As a file: snippets/basic2.py

basic3.py

# before we venture into machine land, we really should talk about
# lists, dicts, loops and functions

item = True
my_list = ['contains', 5, 'different', 'items like', item]
my_tuple = ('contains', 4, 'immutable', 'things')
my_list_from_tuple = list(my_tuple) + ['now mutable!']  # lists can be concatenated too
print(my_list_from_tuple, len(my_list_from_tuple))
# let's correct the number of items then
my_list_from_tuple[1] = len(my_list_from_tuple)
print(my_list_from_tuple)

# lists are indexed starting with 0. and they can be sliced
print(my_list[2:4])
print(my_list[2:])
print(my_list[:3])
print(my_list[1:2])  # isn't this a bit silly, as we could just use my_list[1] then?
print(my_list[1])    # hm ... see the difference?

# lists can be extended
print('extending my_list')
my_list.append('something')
my_list.extend([1, 2, 3])
my_list.insert(2, '(number is actually incorrect)')
print(my_list)

# and we can update single or multiple items
print('updating my_list')
my_list[1] = len(my_list)  # we've already seen this above
my_list[2:5] = ['(now correct)', 'very different', 'items']
my_list[7:] = [42, 10]  # this replaces part of the list with another (shorter) list
print(my_list)

# and we can also specifically delete items
print('deleting from my_list')
my_list.remove(10)
popped_item = my_list.pop(4)
print(f'popped_item: {popped_item} ; the list now looks like: {my_list}')
del my_list[1]
print(my_list)
my_list.clear()
print(my_list)
#del my_list
print(my_list)  # well, this should throw an error, becaus the list is gone now
# so remove the last line, before you move on to explore dictionaries
# and take a look at those many other aweseom list methods:
# https://www.w3schools.com/python/python_lists_methods.asp


my_dict = {'name': 'jackie', 'xp': 42, 'zombie': True}  # after such a speed run, what did you expect?
print(my_dict)
print(my_dict['name'])

# dicts contain key:value pairs. the values can also be dicts
my_dict = {
    'name': 'jackie',
    'data': {
        'xp': 42,
        'zombie': True,  # machine braaaaaains!
    },
}
print(my_dict)
print(my_dict['data'])
print(type(my_dict['data']))
print(my_dict['data']['zombie'])
print(my_dict.get('name'))  # a different way to access 
print(my_dict.get('something'))  # because my_dict['something'] would through an error

print('\nsome more ways to access dict keys and values:')
print(my_dict.values())
print(my_dict.keys())
print(my_dict.items())

print('\nadding and changing dict items')
my_dict['name'] = 'mafalda'
my_dict['data']['zombie'] = False
my_dict['a_new_key'] = 'a new value'  # adding something is easy as that
print(my_dict)
# but we can update (change/add) several key-value-pairs at once too
my_dict.update({'name': None, 'data': 'useless', 'hidden_gem': True})
print(my_dict)

print('\ndeleting works similar to lists')
popped_item = my_dict.pop('a_new_key')
print(f'popped_item: {popped_item} ; the dict now looks like: {my_dict}')
del my_dict['hidden_gem']
print(my_dict)
my_dict.clear()
print(my_dict)
#del my_dict
print(my_dict)
# well, this is same as with lists, same as with everything actually.
# if you delete it, it's gone. so fix this before you continue.
# also check out all of those dictionary methods:
# https://www.w3schools.com/python/python_dictionaries_methods.asp

print('\nOk, now, finally it is time to do some looping')
print("We'll loop through lists and dicts just for the fun of it")

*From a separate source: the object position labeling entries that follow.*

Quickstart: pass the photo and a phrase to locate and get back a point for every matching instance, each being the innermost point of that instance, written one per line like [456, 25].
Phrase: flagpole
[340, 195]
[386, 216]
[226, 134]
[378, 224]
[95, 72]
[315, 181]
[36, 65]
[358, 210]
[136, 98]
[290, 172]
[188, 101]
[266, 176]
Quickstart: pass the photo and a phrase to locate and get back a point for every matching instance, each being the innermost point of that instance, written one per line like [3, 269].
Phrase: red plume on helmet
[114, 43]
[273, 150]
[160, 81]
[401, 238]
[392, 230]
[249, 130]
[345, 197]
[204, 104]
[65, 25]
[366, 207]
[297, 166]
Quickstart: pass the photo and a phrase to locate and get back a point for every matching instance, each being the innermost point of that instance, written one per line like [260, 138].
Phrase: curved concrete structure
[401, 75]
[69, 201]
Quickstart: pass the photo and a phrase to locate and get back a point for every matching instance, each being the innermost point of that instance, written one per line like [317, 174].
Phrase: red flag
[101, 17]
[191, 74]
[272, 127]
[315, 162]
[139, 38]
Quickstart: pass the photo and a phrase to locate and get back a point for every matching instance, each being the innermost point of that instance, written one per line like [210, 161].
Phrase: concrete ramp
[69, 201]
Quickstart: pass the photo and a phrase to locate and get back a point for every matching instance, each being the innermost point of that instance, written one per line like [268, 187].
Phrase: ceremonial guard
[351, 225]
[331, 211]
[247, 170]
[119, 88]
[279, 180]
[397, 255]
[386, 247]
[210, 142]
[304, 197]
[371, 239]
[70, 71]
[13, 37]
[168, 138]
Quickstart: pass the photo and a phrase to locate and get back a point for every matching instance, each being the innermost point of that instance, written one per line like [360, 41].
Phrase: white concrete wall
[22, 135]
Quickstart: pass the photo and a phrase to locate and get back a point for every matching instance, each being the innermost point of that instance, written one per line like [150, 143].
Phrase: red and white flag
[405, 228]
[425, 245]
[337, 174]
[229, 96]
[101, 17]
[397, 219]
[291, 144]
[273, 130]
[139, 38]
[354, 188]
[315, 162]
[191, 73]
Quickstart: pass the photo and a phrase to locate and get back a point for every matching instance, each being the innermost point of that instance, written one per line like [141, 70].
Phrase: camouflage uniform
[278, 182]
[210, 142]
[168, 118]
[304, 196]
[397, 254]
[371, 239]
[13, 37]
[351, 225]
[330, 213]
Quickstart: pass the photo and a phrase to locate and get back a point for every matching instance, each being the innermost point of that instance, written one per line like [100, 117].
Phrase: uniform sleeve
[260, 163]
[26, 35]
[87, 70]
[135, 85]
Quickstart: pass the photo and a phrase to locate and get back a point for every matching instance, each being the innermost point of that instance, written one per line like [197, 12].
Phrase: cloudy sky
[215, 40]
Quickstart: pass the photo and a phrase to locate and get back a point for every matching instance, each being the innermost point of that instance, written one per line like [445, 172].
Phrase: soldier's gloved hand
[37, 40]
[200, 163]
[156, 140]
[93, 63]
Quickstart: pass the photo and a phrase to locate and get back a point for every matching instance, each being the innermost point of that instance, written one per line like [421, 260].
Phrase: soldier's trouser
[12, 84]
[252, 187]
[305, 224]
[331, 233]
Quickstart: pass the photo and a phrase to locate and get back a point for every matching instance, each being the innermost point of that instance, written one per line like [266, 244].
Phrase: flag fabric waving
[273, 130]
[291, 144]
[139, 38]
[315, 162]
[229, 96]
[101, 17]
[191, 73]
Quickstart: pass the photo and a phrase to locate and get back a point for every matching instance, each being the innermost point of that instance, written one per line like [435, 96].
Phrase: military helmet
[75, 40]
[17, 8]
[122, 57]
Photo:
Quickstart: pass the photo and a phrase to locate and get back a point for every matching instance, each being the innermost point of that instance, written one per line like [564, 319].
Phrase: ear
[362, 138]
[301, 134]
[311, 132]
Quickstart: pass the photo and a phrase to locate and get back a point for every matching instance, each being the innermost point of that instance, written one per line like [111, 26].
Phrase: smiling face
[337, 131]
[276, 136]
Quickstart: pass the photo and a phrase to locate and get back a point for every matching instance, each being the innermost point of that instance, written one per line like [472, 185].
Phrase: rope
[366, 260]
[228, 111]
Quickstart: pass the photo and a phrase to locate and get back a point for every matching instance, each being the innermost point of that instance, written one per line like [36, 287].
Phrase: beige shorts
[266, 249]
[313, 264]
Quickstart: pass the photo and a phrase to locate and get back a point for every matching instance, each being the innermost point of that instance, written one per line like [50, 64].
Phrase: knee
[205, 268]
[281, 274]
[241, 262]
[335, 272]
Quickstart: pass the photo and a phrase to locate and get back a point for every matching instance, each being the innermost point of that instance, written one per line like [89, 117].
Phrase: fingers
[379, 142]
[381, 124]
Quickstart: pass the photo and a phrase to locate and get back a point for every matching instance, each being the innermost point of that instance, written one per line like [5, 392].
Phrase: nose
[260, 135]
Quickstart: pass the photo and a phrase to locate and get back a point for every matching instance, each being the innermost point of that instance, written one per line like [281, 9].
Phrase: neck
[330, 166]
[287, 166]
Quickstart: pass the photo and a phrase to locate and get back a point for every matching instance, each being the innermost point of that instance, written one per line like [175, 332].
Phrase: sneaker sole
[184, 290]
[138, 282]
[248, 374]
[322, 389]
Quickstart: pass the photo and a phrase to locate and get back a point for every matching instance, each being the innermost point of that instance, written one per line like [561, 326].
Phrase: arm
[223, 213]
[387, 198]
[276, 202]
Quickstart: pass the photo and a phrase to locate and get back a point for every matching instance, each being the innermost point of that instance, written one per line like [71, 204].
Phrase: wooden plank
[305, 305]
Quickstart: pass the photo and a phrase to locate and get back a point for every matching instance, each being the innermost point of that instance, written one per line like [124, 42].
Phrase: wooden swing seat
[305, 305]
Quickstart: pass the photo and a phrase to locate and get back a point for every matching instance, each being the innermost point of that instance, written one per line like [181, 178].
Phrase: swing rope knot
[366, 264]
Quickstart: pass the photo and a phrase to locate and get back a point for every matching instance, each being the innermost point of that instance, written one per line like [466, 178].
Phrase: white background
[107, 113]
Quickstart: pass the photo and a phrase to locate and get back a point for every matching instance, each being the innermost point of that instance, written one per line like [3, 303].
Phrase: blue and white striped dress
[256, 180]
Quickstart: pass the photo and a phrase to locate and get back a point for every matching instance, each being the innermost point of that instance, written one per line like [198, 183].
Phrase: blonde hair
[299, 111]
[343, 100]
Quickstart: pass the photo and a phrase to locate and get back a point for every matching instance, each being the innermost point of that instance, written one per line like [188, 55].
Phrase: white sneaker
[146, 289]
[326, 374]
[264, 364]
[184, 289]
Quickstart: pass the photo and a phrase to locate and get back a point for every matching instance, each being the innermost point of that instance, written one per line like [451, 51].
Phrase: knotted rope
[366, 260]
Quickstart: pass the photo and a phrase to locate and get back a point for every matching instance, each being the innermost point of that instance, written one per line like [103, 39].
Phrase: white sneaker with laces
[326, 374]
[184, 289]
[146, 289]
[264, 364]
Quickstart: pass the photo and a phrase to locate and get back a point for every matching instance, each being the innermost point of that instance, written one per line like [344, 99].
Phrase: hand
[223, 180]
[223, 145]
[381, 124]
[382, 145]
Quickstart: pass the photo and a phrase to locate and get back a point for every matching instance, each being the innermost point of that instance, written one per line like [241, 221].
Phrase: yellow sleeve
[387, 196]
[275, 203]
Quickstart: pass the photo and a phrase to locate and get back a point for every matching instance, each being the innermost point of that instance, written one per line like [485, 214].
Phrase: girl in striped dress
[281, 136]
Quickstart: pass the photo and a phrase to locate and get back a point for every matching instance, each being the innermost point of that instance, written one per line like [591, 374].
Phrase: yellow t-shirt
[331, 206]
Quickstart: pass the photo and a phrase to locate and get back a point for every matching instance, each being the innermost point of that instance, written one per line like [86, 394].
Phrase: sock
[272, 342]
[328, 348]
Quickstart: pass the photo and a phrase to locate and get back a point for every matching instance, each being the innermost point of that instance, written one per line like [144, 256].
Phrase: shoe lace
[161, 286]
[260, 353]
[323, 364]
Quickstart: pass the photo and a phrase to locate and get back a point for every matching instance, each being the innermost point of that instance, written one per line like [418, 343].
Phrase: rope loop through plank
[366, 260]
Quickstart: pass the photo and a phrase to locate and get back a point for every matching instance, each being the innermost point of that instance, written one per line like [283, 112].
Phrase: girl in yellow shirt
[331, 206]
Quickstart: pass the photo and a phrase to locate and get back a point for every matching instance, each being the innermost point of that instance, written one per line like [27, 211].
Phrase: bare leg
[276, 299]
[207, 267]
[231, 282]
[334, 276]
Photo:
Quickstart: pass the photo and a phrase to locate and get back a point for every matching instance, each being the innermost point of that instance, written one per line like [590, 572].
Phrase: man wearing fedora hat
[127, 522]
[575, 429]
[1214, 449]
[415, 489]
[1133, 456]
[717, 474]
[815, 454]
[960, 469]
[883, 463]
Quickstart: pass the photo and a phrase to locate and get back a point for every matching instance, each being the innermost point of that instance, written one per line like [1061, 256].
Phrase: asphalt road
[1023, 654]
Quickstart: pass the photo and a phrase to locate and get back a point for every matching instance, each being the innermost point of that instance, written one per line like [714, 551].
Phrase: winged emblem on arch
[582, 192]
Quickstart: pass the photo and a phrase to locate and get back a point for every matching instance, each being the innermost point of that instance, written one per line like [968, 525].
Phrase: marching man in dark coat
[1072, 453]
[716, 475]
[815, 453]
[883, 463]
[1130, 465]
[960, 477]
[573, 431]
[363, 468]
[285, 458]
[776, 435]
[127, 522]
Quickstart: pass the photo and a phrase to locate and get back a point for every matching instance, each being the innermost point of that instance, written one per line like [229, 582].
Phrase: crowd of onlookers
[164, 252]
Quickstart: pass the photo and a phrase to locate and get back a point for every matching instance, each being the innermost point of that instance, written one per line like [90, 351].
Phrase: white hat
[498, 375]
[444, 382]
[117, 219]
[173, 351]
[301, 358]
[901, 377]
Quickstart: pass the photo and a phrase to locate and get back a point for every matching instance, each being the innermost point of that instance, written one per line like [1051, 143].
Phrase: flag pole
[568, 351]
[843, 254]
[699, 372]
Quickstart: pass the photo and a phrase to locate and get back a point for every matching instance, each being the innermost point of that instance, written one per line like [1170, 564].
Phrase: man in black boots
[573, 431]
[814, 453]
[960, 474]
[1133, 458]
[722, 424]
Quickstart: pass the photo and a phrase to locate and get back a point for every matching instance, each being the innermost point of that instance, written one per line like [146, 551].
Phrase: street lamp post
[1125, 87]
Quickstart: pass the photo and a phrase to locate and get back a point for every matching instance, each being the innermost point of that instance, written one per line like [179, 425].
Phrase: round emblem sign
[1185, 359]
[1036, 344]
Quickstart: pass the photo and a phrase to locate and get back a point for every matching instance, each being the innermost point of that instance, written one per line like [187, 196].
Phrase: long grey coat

my_list = ['contains', 5, 'different', 'items', True, 0.0, 1.234, False, None, {}, [], '']
for item in my_list:
    print('We now can do stuff with', item)
    if type(item) == str:
        print(f'This item is a string and of {len(item)} length.\n')
    elif type(item) == int:
        print('This item is an int:', item, '\n')
    else:
        output = 'This item appears to be something else.'
        if item:
            output += ' It looks like to be a truthy one.'
        else:
            output += ' Totally falsy of course.'
        print(output + '\n')
# here our loop ends

print('Looping through dicts works quite similarly')
my_dict = {'name': 'jackie', 'xp': 42, 'zombie': True, 'data': {'some': 'thing'}}
for key in my_dict:
    print('Currently at key', key, 'which has the value', my_dict[key])
# but sometimes it is more convenient to get the key and value as separate variables in the loop
for key, value in my_dict.items():
    print(f'In this loop we can access {key} and directly get {value}.')
    if type(value) == dict:
        print('A dict in a dict?!? Are you nuts? I wont look at this any further.')
    else:
        print('Boring')

# and because those loops actually work with all iterables we can also do this
for n in range(23):
    print(n)
else:
    print('imagine all the possibilities!')  # whait, what?!?
    # yep, that's a thing too, you can use an else after a for loop
    # look it up: https://www.w3schools.com/python/python_for_loops.asp


print('''

You've made it to the end!
I think this is enough for today.
Get some fresh air.
Take a deep breath.
Think about happy things.
Try not to become a robot until next Thursday.
Then we collect the missing pieces to become ... ah, create universal discrete state machines.
''')
from time import sleep
sleep(4)
print('\n\nOh...')
sleep(3)
print('by the way,')
sleep(3)
print('did you know this?\n')
sleep(2)
import this

As a file: snippets/basic3.py

Loops and functions

There are three recordings in which I run through the following code snippets:

Loops (~26min, 78MB)
Functions (~34min, 107MB)
Recursion (~24min, 79MB)

Loops

# In the last session we ended with for-loops that could loop
# through a list or a function. But what if we do not want to
# loop over some thing in particular, but just want to loop,
# maybe with a specific stop condition of our own.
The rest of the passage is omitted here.